The present invention according to any one of claims 1 to 4, further comprising a fourth gear that meshes with the third gear and a differential gear mechanism that distributes the rotation of the fourth gear to the pair of output members. The vehicle drive device described.
The hydraulic pump is arranged so as to overlap the fourth gear of the differential gear mechanism in an axial view along the axial direction of the output member, and is arranged with the axial arrangement region of the hydraulic pump. The vehicle drive device according to claim 5, which is arranged so as to overlap with the axially arranged area of the rotary electric machine.

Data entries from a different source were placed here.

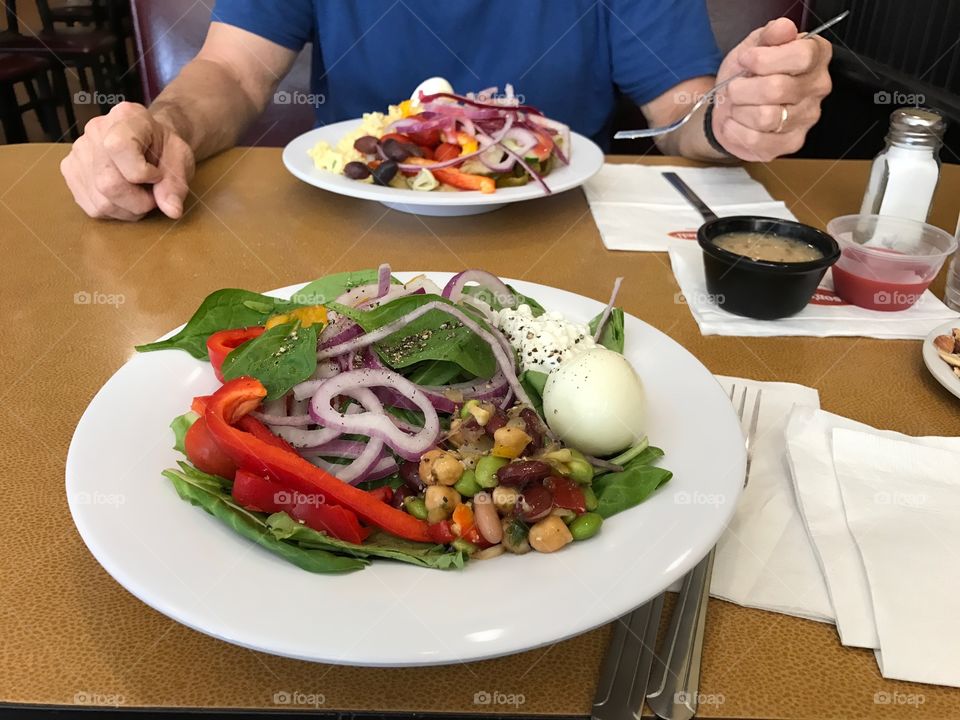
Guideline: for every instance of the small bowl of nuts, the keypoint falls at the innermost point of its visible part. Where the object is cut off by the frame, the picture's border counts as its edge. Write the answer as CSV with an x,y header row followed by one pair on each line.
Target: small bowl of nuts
x,y
941,355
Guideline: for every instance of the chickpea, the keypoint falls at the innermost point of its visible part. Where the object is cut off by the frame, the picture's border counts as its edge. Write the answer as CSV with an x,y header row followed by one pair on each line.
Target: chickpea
x,y
505,498
550,534
440,502
439,466
509,442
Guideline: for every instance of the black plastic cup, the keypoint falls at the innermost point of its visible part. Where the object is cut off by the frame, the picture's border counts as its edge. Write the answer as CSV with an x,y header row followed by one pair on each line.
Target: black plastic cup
x,y
763,289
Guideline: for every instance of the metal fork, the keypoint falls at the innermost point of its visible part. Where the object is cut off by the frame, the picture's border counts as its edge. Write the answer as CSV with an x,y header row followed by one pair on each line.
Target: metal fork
x,y
675,677
711,93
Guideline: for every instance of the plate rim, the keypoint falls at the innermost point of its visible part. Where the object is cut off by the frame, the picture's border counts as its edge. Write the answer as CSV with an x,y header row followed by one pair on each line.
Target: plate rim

The hydraulic pump includes a pump input gear that is an input element of the hydraulic pump.
The vehicle according to claim 5 or 6, wherein the pump input gear meshes with the fourth gear of the differential gear mechanism or a pump drive gear provided so as to rotate integrally with the fourth gear. Drive device.
The axis of the counter gear mechanism is arranged below the axis of the differential gear mechanism.
The vehicle drive device according to claim 5 or 6, wherein the hydraulic pump is driven by rotation of the counter gear mechanism.